An important point is that about 500 women are now covering sports in America. That number in and of itself won't thrill feminists or women seeking careers, inasmuch as there are 10,000 sportswriters out there. The New York Times indulged in overstatement when it said journalism was "awash" with women sportswriters. But the fact that the number of women has doubled in just two years should be encouraging.I've heard not a single unkind word about women reporters from any of the Utah sports editors and publicists I've talked to in the past week. They have accepted women writers fully. As a consequence, the teams, with the exception of a few Neanderthal characters on them, have accepted them as well.

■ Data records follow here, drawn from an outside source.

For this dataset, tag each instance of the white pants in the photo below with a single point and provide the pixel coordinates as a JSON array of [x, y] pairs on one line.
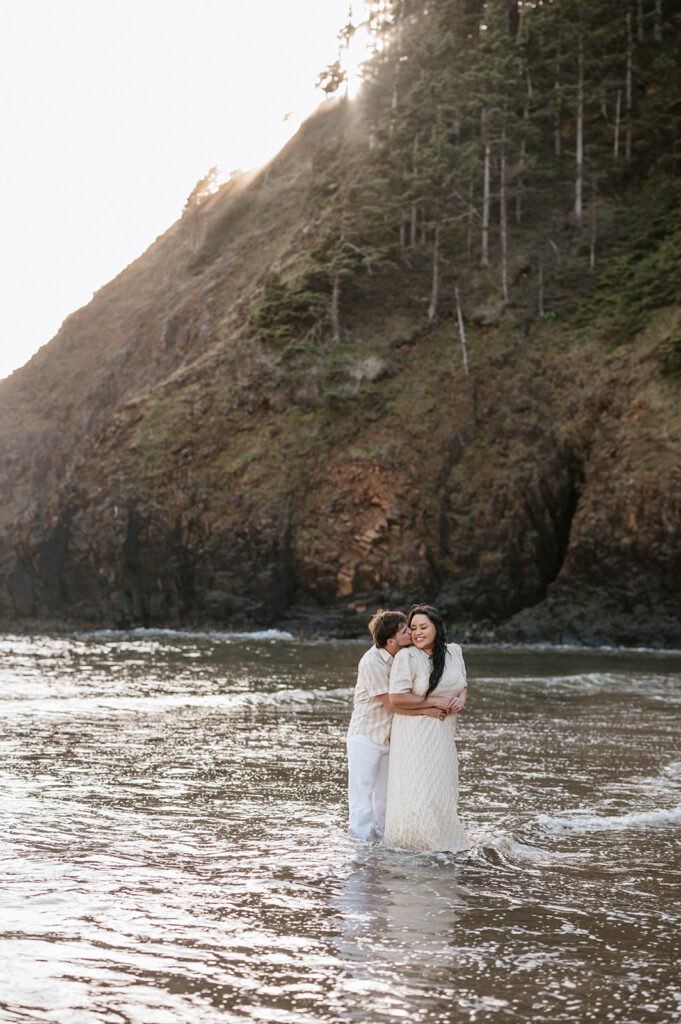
[[367, 785]]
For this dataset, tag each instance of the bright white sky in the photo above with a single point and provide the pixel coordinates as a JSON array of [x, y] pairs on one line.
[[110, 113]]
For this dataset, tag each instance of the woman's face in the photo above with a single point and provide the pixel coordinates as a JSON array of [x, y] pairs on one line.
[[423, 633]]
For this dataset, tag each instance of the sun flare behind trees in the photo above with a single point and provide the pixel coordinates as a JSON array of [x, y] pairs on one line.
[[495, 143]]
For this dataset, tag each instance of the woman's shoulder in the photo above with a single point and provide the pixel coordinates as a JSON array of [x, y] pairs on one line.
[[455, 651], [403, 654]]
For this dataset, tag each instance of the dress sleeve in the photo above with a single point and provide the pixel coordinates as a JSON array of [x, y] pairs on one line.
[[401, 674], [462, 664]]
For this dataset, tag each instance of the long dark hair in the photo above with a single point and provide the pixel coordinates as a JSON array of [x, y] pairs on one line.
[[439, 646]]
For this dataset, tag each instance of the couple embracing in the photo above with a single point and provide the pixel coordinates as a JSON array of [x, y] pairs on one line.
[[402, 765]]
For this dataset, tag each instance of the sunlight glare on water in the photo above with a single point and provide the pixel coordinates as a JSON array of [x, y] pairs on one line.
[[174, 845]]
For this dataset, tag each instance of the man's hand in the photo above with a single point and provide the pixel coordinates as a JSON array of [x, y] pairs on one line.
[[434, 713]]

Half a dozen writers from the nation's major metropolitan papers regularly report on the Jazz from Salt Lake City when their teams play here, and three information directors for NBA teams are women. But not many women have yet been sports staffers on Utah papers.

The Deseret News has a find in Linda Hamilton, who has been on the sports beat for 23 years as a writer and editor, 13 years at the News. Before Utah she worked on Chicago and Washington state newspapers. Hamilton covered the Golden Eagles for 11 years and currently reports Utah State football.

The Provo Herald has Dorothy Knoll, who does general sports reporting. As one of a half a dozen sportswriters at the Ogden Standard Examiner, Angie Tipton reported on Weber State football and basketball and other sports topics for three years until she left recently when her husband enrolled in law school in Florida.

The Tribune has no women sports writers, though a Phi Beta Kappa, Lori Halvorson, worked briefly on the sports staff there in the 1970s before going off to Yale Law School. In the 1960s Lois Barr covered skiing. Recently Patti Auer wrote minor and women's sports part-time before becoming a publicist for the U.S. Gymnastics Federation. And at the University of Utah sports information office, the assistant director for the past seven years has been Liz Abel.

Why haven't more women been hired? Sports editors say it's because not many apply.

Clearly women have to be encouraged to do so. They are beginning to get such encouragement. A refreshing letter from the Association for Women in Sports Media landed on my desk last week. It was an announcement of the association's second annual internship/scholarship award aimed at helping women college students interested in sports journalism make it a career. The group picks an intern to work in a major sports department, last year at the Philadelphia Inquirer.

The AWSM is 31/2 years old, already has 300 members and a board comprised of such luminaries as basketball's Julius Erving. It publishes newsletters, holds an annual national convention, and provides members with networking and support on such issues as access.

- THE LOCKER ROOM ISSUE: The importance of locker room access is heavily symbolic.

When virtually no women were covering men's sports, not so long ago, a specious reason tossed off by men sports editors was that women could not go into the locker room, as if that were all the job was.

Then 12 years ago a federal court judge ruled in a case against baseball commissioner Bowie Kuhn that the women reporters must have equal access to the locker room.

The Utah Jazz have a separate interview area in the locker room and provide all the players with robes. The team says it has never had an untoward incident involving women writers.

Utah college athletic teams follow the rule that the locker room be open to the press after games unless women are among the reporters (or in the case of women's sports, such as the popular gymnastics competitions, men reporters). Then no reporters are admitted. Rather, post-game interviews take place in a separate interview room near or adjacent to the locker room. This even has the advantage of being less noisy and less crowded.

This sensible compromise prevents reporters of either gender from getting a competitive advantage over the other.

Post-game interviews have become more important in this age of sports analysis and interpretation, but they don't have to take place in a locker room at all. It is said the locker room is where the reporter finds the "moment of passion" on which to peg his story. Nowadays, however, virtually all leagues and teams impose a 10-minute cooling-off period before admitting any reporters. This allows players and coaches to collect themselves and passions to subside.

One editor recalls that a popular women columnist for a Denver paper was miffed when refused admittance to the locker room at BYU after the Y.-Air Force football game. But no editor could recall an instance in which this policy resulted in grousing by Utah reporters, much less hardship to any.

Hamilton simply refuses to take sides on the locker room issue but says she herself has never found it necessary to go into a men's locker room except after the four Golden Eagles championship victories. Then it was by prior arrangement. And of course at the celebration all the athletes were clothed.